Correlation isn't an underlying physical constant to be observed, measured and relied upon. It's a characteristic reflecting underlying market attributes. To the extent that investors view factors such as Europe's common currency problems, U.S. structural deficits and China's efforts to curb inflation as differentiating characteristics then correlation among markets will be lower. Free trade, converging regulatory and tax regimens and coordinated currency actions are examples of what may lead investors to view markets as constituting a unity, thereby driving correlations higher. Early on the author acknowledges the growth of investable markets from 23 to nearly 100, which itself is a symptom of growing uniformity of economic conditions throughout the world. Future correlations or lack thereof among markets will be a reflection of how investors view the world in terms of converging or diverging economic, tax, regulatory, legal and monetary conditions.
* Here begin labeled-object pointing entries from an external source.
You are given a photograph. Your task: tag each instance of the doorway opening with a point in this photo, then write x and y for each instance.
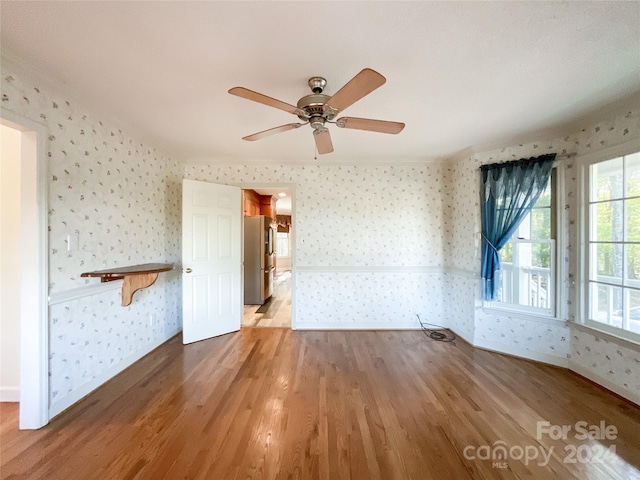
(274, 309)
(24, 202)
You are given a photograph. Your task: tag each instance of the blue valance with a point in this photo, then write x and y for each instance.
(508, 192)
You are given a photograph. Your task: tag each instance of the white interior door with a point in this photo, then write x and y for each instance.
(211, 260)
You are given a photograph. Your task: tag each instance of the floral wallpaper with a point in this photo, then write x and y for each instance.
(121, 199)
(613, 361)
(375, 245)
(366, 238)
(461, 243)
(368, 299)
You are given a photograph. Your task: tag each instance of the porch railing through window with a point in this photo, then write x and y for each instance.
(528, 286)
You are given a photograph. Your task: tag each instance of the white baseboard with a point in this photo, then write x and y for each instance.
(594, 377)
(9, 394)
(523, 353)
(59, 406)
(414, 325)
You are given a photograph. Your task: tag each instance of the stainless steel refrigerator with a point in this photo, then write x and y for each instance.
(259, 253)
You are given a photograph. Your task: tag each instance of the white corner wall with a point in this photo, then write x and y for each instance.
(121, 198)
(10, 160)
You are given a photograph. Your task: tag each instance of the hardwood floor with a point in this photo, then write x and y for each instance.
(282, 404)
(276, 312)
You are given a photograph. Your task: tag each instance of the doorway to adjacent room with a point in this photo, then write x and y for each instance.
(276, 310)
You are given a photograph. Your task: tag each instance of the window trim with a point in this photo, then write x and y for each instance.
(558, 311)
(584, 162)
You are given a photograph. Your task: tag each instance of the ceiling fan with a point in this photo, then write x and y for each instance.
(318, 109)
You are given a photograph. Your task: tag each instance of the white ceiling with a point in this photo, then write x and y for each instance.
(459, 74)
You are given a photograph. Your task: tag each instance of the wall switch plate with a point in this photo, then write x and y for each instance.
(73, 242)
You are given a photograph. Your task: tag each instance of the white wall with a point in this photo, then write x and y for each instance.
(10, 159)
(368, 250)
(122, 198)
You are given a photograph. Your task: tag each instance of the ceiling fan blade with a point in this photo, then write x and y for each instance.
(265, 100)
(369, 124)
(271, 131)
(323, 140)
(362, 84)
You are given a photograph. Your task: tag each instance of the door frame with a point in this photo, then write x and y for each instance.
(292, 188)
(34, 315)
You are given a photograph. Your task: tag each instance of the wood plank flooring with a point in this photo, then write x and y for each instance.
(281, 404)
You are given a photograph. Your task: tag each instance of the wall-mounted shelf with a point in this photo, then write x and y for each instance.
(135, 277)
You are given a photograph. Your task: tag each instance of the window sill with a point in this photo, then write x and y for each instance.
(530, 316)
(610, 336)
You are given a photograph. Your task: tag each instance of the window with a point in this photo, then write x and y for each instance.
(282, 248)
(527, 272)
(612, 256)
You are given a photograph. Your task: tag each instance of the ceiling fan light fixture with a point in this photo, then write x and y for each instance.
(317, 84)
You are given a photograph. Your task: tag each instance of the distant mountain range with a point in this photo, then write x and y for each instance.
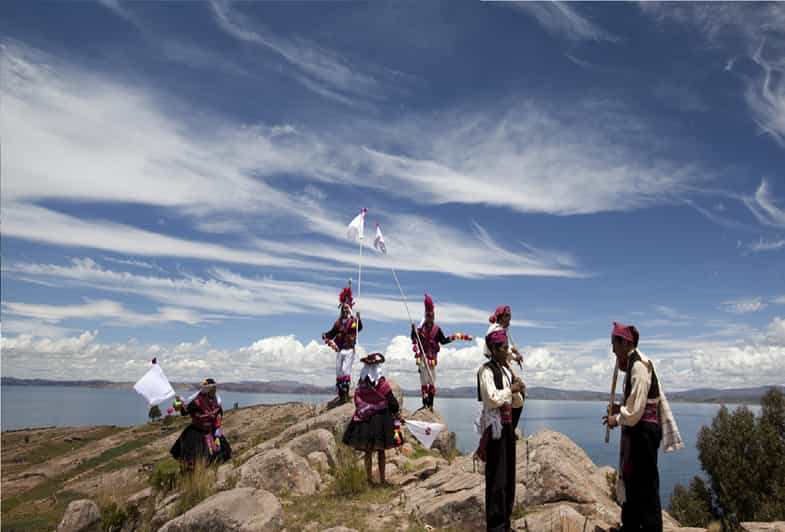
(699, 395)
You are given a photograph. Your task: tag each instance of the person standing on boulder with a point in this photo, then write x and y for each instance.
(203, 439)
(501, 319)
(646, 421)
(430, 337)
(343, 337)
(496, 386)
(374, 425)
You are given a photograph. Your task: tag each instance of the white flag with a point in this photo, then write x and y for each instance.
(426, 433)
(378, 242)
(357, 227)
(154, 386)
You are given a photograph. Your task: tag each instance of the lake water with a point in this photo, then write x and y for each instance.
(62, 406)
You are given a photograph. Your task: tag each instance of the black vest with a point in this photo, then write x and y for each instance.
(654, 389)
(498, 380)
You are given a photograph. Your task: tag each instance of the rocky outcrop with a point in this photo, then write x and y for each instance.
(280, 471)
(775, 526)
(240, 509)
(80, 516)
(318, 440)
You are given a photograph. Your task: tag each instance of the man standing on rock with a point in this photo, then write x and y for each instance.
(646, 421)
(342, 338)
(430, 337)
(495, 388)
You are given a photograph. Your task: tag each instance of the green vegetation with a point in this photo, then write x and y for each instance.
(349, 476)
(165, 475)
(744, 459)
(41, 507)
(154, 413)
(195, 486)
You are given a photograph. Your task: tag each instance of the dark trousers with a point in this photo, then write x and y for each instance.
(500, 480)
(642, 509)
(516, 416)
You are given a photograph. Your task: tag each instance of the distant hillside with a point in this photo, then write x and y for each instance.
(699, 395)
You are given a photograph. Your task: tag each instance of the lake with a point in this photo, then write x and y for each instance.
(64, 406)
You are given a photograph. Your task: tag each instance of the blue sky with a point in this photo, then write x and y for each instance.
(177, 179)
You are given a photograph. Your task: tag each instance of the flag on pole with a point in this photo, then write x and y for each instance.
(426, 433)
(357, 227)
(154, 386)
(378, 242)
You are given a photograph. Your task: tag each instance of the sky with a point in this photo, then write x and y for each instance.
(177, 179)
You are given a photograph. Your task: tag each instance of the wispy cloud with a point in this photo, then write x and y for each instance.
(319, 69)
(224, 293)
(744, 306)
(762, 245)
(106, 311)
(562, 20)
(763, 206)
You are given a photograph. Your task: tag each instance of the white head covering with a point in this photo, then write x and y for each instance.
(373, 371)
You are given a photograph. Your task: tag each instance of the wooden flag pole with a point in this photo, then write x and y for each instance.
(612, 399)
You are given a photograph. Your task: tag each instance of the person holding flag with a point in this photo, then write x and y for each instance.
(202, 440)
(427, 340)
(342, 338)
(646, 422)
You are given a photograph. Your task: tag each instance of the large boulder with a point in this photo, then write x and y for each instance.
(280, 471)
(775, 526)
(453, 496)
(319, 440)
(240, 509)
(80, 516)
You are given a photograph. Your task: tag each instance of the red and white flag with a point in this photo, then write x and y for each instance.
(378, 242)
(357, 227)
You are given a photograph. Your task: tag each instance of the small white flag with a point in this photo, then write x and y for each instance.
(154, 386)
(357, 227)
(426, 433)
(378, 242)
It would be interesting to see exactly why correlations rise to such extremes during crisis conditions as described in this article and whether there are investment strategies that could be devised to anticipate and exploit those causative factors.


Thomas from California posted over 2 years ago:

More than just the number of investable countries has happened since 1983. What role does significantly increased globalization play in the apparent increase in correlations between developed and developing markets?